With many other chronic illnesses, it is obvious that the person is suffering, but with lupus this is not always the case. Imagine a young, seemingly healthy 30 something year old woman who has a full time job that she really enjoys. This woman also lives with lupus. She has been feeling ok for awhile but for the last two weeks her joints have been hurting greatly and she feels exhausted. She wants to take a few days off and rest but is afraid of what her boss might think. Thoughts of what her boss could be thinking run through her mind such as, "she doesn't look sick" or "she wants to go home because she is tired...so what? Everyone gets tired." This woman who suffers from this extreme fatigue may feel that her symptoms are illegitimate or may feel ashamed to ask for time off because of them. She may or may not speak to her boss. She may choose not to speak to her boss and continue to suffer, contributing to feeling even more exhausted at the end of the day. On the other hand, she may decide to speak to her boss and feel ashamed or frustrated at her boss' lack of understanding and dismissal of her pain, which may deter her from speaking up again. The outcomes of these options seem quite grim; however there is another scenario. In an act of self-care, this woman can speak to her employer and if her employer does not understand, she can provide her employer with some educational literature, and if the employer still does not understand, she can remind the employer that according to the Americans with Disabilities Act, employers are required to make reasonable accommodations to permit people with disabilities to be employed. Hopefully this woman and the employer can then work something out.

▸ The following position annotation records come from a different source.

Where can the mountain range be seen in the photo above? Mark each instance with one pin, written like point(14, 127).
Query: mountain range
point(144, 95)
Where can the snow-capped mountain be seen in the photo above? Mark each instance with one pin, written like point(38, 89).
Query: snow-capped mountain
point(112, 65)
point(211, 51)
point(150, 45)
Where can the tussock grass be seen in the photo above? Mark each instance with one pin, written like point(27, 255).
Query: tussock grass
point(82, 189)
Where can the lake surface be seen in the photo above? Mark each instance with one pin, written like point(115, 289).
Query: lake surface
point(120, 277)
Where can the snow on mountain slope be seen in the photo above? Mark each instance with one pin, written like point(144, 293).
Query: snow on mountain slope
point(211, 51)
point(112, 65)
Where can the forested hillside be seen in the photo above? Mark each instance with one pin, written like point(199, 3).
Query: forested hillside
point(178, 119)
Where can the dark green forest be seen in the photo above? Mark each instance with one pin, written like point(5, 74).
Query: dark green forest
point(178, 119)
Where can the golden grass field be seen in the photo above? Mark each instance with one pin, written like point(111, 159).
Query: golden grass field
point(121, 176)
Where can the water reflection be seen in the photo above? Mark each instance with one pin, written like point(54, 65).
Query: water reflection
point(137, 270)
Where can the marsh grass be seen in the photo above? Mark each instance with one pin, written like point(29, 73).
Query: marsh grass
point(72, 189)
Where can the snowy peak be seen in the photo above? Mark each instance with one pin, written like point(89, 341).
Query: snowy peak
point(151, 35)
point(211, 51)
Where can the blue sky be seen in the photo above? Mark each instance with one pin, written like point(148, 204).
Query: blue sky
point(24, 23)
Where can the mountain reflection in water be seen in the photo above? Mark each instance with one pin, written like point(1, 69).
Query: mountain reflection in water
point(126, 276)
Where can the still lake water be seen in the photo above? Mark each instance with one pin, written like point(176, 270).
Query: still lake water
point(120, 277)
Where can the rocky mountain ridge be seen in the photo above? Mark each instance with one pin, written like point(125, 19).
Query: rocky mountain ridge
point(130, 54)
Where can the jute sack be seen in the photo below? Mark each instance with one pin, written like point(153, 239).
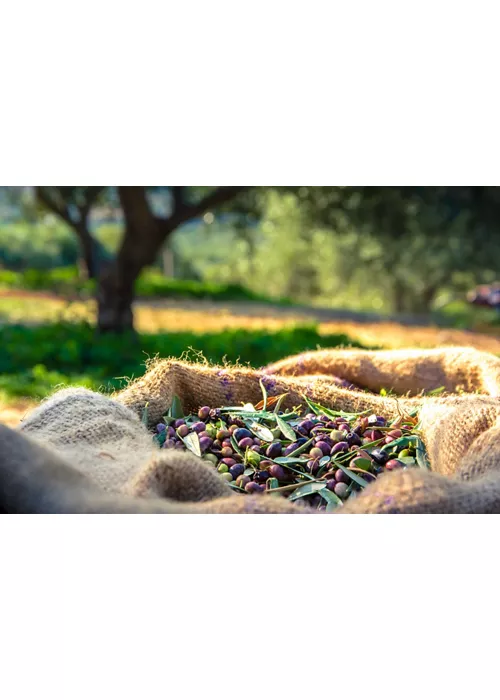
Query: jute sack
point(461, 431)
point(104, 440)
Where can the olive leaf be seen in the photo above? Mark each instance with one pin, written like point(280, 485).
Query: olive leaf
point(175, 410)
point(332, 500)
point(260, 431)
point(287, 431)
point(192, 442)
point(352, 475)
point(307, 490)
point(421, 455)
point(264, 395)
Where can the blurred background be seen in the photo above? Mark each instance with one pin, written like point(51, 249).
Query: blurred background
point(97, 281)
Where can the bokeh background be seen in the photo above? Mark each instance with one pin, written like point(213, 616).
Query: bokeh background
point(97, 281)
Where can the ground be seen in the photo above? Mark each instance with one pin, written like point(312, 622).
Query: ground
point(205, 316)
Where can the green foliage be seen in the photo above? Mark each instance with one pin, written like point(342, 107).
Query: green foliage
point(39, 246)
point(65, 281)
point(34, 360)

There are many practical solutions to scenarios such as the one described above. However, the more significant issue is how this young lady must feel having to justify her symptoms...her experience...the fatigue that is very real to her but which she may believe that she has to prove. People may think, "everyone gets tired" but most people have no idea just how debilitating lupus fatigue can be. It can be a challenge for those living with lupus to shed any feelings of embarrassment or shame regarding their fatigue or pain, and to boldly request their needs. All people want to be understood by others, lupus or no lupus. People living with lupus are constantly learning the they need to speak up to have their experiences of exhaustion and pain fully understood. It is not always easy, especially when others do not seem to understand and some may want to give up. Hopefully someone will remind that lupus fatigue is a legitimate experience and that having special needs or requests is justified! I hope I just reminded you to take care of yourself as best as you can.

Most people know very little about lupus and autoimmune diseases in general. The millions of people living with these illnesses need advocates. Get involved! Donate to research to help find a cure, or help spread the word and educate the general public.